Responding to concerns that PSLF will heavily subsidize lawyers, doctors, and other high paid professionals, and that current policies do not sufficiently compel academic institutions to control tuition costs, legislators have proposed limiting maximum loan forgiveness, or potentially eliminating the program entirely. Currently, PSLF represents a potential of $150,000 in savings for the average primary care physician compared to standard repayment programs.
Analyzing data from the Association of American Medical College Graduate Questionnaire, an annual census of more than 70,000 medical students who graduated from 2010 to 2014, the researchers found that 40 percent of medical school graduates intended to pursue loan forgiveness, with PSLF being the most preferred option.

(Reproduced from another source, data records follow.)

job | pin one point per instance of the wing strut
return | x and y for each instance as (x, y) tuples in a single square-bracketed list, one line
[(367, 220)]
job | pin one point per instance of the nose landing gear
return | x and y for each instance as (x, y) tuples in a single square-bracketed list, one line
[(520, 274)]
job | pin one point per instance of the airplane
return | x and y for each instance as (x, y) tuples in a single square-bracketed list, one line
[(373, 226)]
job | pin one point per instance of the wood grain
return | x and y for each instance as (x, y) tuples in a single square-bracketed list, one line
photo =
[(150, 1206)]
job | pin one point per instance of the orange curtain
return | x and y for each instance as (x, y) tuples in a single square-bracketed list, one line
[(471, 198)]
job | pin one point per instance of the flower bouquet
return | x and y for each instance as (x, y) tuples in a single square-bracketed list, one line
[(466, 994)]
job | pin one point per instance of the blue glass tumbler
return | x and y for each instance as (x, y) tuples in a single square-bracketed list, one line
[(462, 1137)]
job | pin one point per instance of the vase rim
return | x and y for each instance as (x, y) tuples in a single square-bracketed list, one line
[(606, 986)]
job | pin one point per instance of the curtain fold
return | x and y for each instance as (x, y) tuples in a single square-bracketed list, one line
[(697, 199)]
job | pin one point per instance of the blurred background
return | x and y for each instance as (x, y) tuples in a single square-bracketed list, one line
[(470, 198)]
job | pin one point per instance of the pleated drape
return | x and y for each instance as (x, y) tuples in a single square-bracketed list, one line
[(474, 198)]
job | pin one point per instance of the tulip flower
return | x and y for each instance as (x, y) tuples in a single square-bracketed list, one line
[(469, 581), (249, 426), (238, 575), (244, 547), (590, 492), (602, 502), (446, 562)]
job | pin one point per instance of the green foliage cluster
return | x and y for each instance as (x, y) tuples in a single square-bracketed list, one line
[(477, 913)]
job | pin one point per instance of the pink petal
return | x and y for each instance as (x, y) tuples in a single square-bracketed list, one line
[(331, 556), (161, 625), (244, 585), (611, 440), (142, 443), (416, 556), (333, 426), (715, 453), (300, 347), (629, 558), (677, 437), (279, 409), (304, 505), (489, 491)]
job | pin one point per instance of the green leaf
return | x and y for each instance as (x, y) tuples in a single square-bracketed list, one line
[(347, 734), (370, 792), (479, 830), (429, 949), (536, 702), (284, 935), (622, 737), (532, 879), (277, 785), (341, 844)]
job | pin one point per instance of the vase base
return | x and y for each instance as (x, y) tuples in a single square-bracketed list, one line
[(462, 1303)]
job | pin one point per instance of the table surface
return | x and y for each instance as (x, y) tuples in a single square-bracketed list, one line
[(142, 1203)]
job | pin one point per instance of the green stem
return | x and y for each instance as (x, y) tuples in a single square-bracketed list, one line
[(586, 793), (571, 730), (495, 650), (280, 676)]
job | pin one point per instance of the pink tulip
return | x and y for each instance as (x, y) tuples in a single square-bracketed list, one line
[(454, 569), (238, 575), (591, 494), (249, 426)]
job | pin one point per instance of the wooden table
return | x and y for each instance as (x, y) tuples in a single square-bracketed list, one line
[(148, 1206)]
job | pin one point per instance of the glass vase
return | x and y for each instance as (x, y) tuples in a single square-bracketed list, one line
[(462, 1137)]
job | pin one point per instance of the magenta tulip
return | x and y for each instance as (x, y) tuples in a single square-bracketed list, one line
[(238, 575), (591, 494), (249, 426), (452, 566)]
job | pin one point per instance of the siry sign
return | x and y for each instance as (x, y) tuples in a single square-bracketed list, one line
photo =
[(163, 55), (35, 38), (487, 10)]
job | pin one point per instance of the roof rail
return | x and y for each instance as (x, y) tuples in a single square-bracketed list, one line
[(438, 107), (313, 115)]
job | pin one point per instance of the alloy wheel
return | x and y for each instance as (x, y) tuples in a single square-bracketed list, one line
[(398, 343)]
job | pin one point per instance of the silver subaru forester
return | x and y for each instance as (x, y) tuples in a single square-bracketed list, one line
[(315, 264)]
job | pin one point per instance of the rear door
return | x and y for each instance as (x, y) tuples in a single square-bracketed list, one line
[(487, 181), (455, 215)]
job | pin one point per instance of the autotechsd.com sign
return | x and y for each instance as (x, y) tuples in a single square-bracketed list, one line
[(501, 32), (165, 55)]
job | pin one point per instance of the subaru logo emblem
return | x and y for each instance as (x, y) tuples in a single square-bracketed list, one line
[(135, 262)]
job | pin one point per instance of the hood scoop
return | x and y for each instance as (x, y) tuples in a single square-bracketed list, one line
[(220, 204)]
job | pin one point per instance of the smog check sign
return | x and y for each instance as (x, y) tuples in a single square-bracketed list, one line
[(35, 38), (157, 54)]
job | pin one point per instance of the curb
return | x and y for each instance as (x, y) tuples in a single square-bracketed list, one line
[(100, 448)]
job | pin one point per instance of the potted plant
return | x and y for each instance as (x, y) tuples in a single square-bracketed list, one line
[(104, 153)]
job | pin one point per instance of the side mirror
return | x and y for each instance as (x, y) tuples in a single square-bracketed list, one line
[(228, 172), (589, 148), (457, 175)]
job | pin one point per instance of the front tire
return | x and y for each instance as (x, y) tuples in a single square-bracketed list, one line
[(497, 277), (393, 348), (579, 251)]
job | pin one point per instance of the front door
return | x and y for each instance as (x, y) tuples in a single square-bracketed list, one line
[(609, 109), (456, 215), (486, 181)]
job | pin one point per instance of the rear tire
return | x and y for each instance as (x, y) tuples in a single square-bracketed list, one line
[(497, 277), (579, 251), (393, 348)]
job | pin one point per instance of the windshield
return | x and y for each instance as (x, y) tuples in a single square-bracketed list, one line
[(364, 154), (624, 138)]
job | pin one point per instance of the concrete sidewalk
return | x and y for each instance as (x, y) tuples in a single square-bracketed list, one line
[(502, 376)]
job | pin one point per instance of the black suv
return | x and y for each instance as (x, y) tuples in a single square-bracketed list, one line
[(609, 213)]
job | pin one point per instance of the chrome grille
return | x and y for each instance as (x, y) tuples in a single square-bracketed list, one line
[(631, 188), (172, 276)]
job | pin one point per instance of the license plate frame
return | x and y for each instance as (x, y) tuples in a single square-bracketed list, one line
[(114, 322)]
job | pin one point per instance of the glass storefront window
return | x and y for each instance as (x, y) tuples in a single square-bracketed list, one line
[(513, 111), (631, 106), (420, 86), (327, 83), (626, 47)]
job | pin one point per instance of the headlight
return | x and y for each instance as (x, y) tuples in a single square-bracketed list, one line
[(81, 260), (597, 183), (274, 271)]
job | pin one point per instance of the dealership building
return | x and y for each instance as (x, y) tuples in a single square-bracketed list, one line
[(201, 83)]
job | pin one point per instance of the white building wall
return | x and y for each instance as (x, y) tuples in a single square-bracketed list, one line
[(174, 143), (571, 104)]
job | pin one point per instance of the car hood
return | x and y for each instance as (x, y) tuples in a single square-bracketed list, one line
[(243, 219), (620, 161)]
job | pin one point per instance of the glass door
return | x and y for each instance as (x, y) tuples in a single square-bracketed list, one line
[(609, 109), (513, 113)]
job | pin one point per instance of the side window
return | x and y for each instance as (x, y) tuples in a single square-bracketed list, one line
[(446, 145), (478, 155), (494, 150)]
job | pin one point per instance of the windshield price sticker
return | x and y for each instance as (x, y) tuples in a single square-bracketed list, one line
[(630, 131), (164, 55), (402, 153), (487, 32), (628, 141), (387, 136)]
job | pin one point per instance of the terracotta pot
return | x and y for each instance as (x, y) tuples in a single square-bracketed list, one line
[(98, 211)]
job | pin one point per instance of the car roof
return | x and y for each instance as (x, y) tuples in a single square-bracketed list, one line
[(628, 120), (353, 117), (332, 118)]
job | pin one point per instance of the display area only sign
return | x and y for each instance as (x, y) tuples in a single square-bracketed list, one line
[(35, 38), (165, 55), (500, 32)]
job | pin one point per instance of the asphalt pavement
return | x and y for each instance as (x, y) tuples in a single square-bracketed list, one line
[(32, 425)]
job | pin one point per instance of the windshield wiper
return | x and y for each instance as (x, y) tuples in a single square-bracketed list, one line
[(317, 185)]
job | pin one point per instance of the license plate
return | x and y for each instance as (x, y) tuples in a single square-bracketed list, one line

The authors estimate program expenditures for medical graduates in PSLF could exceed $300 million annually by 2024, an amount that would far exceed expenditures from the National Health Service Corp, which provides loan forgiveness to primary care physicians and other select specialties in exchange for service in underserved communities.
The researchers found that changes to PSLF in the form of a cap, could have a significant negative effect on physicians in lower paying fields such as primary care and those that provide care to underserved populations, where the impact on their lifetime earnings would be more substantial.
The authors propose that if a blanket cap on PSLF forgiveness were implemented, the funds liberated by the cap be used for an alternative program to alleviate physician debt in exchange for service in medical practices that society needs most – such as care to underserved populations, veterans, Native Americans, or areas with physician shortages.
Additional authors of the study include Ray Dorsey, and Justin Grischkan with URMC and Ari Friedman with the University of Pennsylvania.